La peinture étant un exutoire pour l'artiste, il n'est pas étonnant de constater dans ses premières créations réalisées dans les années 1990, des traits vibrants sous une teinte assombrie ou très contrastée transmettant des sentiments de colère et de déception, qui se sont notamment révélés à travers les portraits des personnages populaires ou marginaux, méprisés ou ignorés par la société taïwanaise. Ces personnages aux regards figés au loin, ponctués des signes chargés d'histoire et non sans chagrin, reviennent sans cesse dans ses œuvres. Pourrait-on les qualifier comme une sorte d'auto-projection" de l'artiste ?

Une projection intellectuelle peut-être, et psychique surtout. Autodidacte, CHANG Li-Yeh a abordé l'art de peindre à sa manière, se laissant guider par la spontanéité, "tout comme la main tirant le bout d'un tissu, conduisant naturellement à la formation du drapé", selon ses mots.

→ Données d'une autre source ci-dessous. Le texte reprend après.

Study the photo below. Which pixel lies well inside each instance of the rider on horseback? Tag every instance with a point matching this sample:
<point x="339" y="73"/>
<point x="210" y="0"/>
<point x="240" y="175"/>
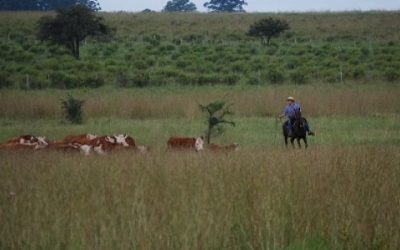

Néanmoins, pendant ses dix ans de carrière de dessinateurs en parallèle à sa vie d'artiste peintre, il se sentait trop fatigué pour répondre aux commandes de la presse imprimée. "Qui suis-je? Que vais-je devenir?" Tout en se posant ces questions, l'artiste a finalement décidé de se recentrer sur lui-même et de se consacrer exclusivement à sa passion, sa propre mine d'or, qu’est la peinture.